IF 9.5 2区 医学 Q1 BIOCHEMISTRY & MOLECULAR BIOLOGY Pub Date : 2024-06-14 DOI: 10.1038/s12276-024-01251-w
Seo-Won Choi, Jin-Wu Nam
Circular RNAs are an unusual class of single-stranded RNAs whose ends are covalently linked via back-splicing. Due to their versatility, the need to express circular RNAs in vivo and in vitro has increased.
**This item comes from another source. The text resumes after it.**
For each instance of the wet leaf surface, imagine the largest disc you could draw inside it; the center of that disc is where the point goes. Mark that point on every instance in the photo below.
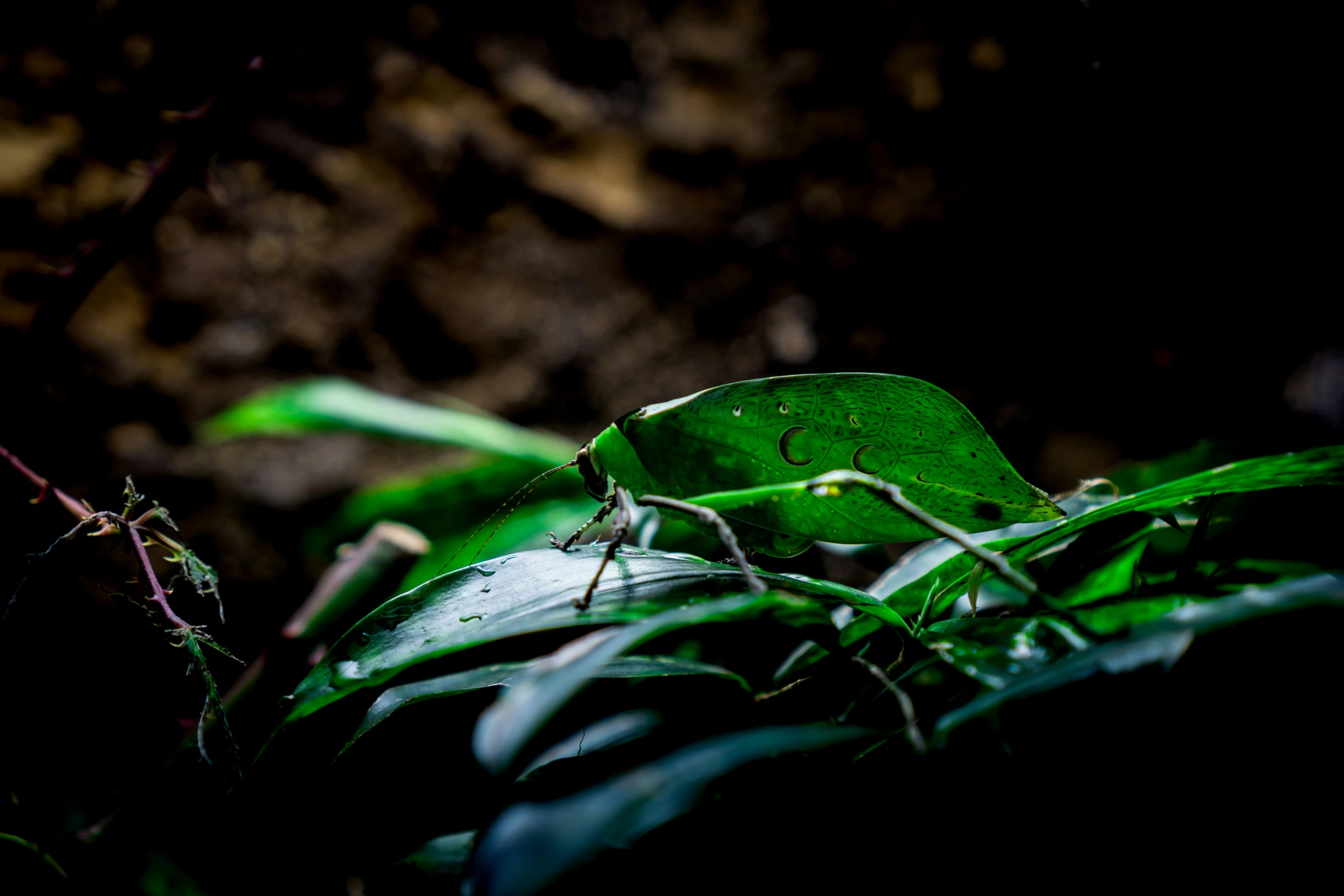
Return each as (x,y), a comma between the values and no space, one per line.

Efforts have been made to efficiently and precisely synthesize circular RNAs. However, a review on the optimization of the processes of circular RNA design, synthesis, and delivery is lacking. Our review highlights the multifaceted aspects considered when producing optimal circular RNAs and summarizes the available options for each step of exogenous circular RNA design and synthesis, including circularization strategies. Additionally, this review describes several potential applications of circular RNAs. Circular RNAs were once considered errors in splicing. However, we now understand that circRNAs are common and play roles in health and disease, including potential use in creating vaccines. This review examines ways to create and use circRNAs, with a focus on improving their creation and delivery for medical purposes. They discuss various methods, including using natural and synthetic elements to enhance circRNA formation and stability. The main findings suggest that improving the creation and delivery of circRNAs could greatly enhance their medical potential. Researchers conclude that with more development, circRNAs could become powerful tools in gene therapy and vaccine creation, offering new ways to treat diseases. The future implications of this research could transform how we approach disease treatment and vaccine creation, making therapies more effective and long-lasting. This summary was initially drafted using artificial intelligence, then revised and fact-checked by the author.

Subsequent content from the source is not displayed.